Nous devons soutenir une lutte de libération sans conditions, bien avant de critiquer la manière dont elle est conduite.

Cependant, les socialistes révolutionnaires d’un pays opprimé par l’impérialisme ne peuvent laisser les choses ainsi. Ils doivent polémiquer, jour après jour, avec les autres personnes sur la manière dont la lutte doit se passer.

Les points les plus importants traités ici font partie de la théorie de la révolution permanente développée par Trotsky. Trotsky commença par reconnaître que ces mouvements contre l’oppression étaient, souvent, à l’initiative de personnes venant des classes moyennes ou même supérieures.

Les socialistes soutiennent ces mouvements parce que leurs buts visent à retirer l’un des fardeaux qui pèsent sur les classes les plus opprimées de la société. Mais nous devons reconnaître que ceux qui viennent des classes moyennes et supérieures ne peuvent diriger ces luttes de manière consistante. Ils n’oseront jamais déclencher une lutte de masse acharnée, dans le cas où elle ne s’affronterait plus seulement à l’oppression extérieure mais aussi à leur capacité à vivre par l’exploitation des classes les plus opprimées.

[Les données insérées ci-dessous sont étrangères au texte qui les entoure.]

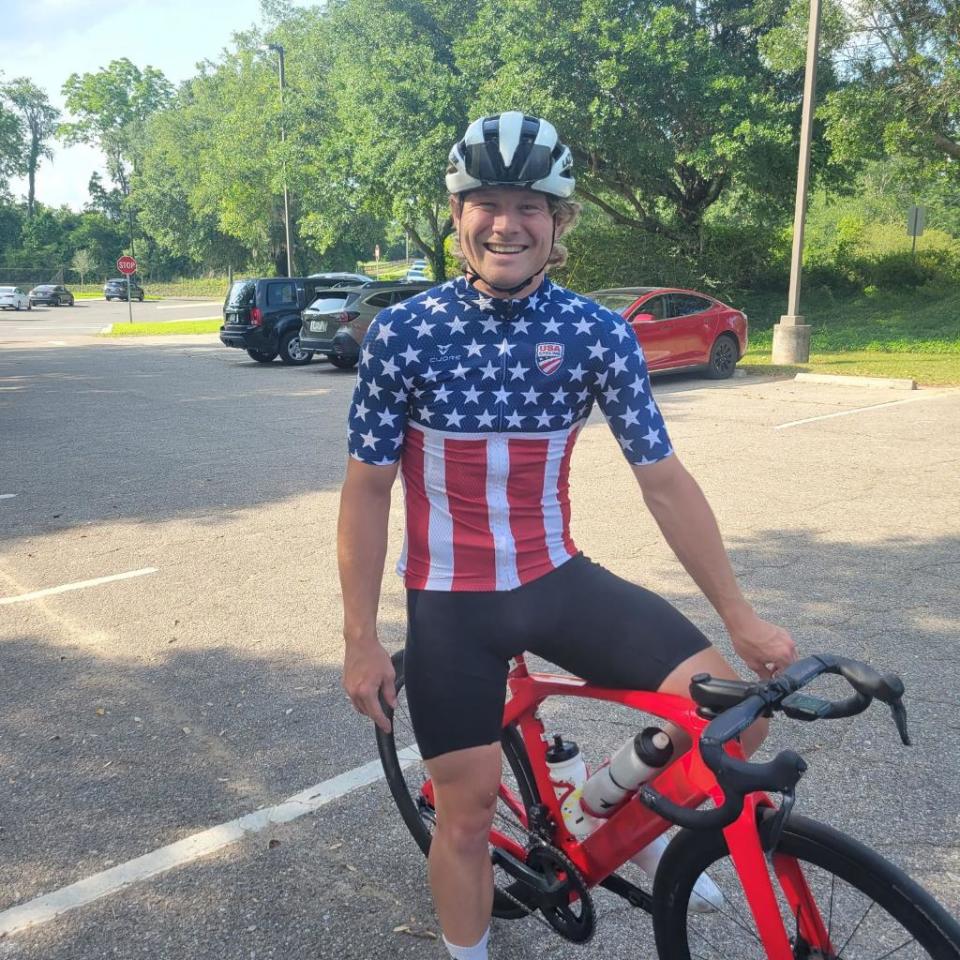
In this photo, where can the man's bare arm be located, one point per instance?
(690, 528)
(361, 552)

À un certain moment, elles abandonneront la lutte qu’elles ont elles-mêmes initiée et, si nécessaire, s’allieront avec l’oppresseur étranger pour l’écraser. A ce moment là, si les forces de la classe ouvrière ne prennent pas la direction de la lutte, elle sera vaincue. Trotsky ajouta un dernier argument. Il est vrai que dans la plupart des pays du Tiers-Monde, la classe ouvrière est une minorité, souvent une petite minorité, de la population. Elle est néanmoins très nombreuse en valeur absolue (par exemple en Inde et en Chine, elle est forte de plusieurs millions), elle crée une énorme part de la richesse nationale, en comparaison de sa taille, elle est concentrée en masse dans les villes qui sont les endroits clés quand il faut diriger le pays. Ainsi dans une période de tornade révolutionnaire, la classe ouvrière peut prendre la direction de toutes les classes opprimées et prendre le contrôle de pays entiers. La révolution devient permanente, commençant par des revendications de libération nationale puis terminant par des revendications socialistes. Mais ce n’est le cas que si les socialistes des pays opprimés ont dès le départ organisé les travailleurs sur une base de classe, de manière indépendante - soutenant le mouvement général de libération nationale, mais toujours en prévenant qu’on ne peut avoir confiance dans les dirigeants bourgeois ou petits-bourgeois.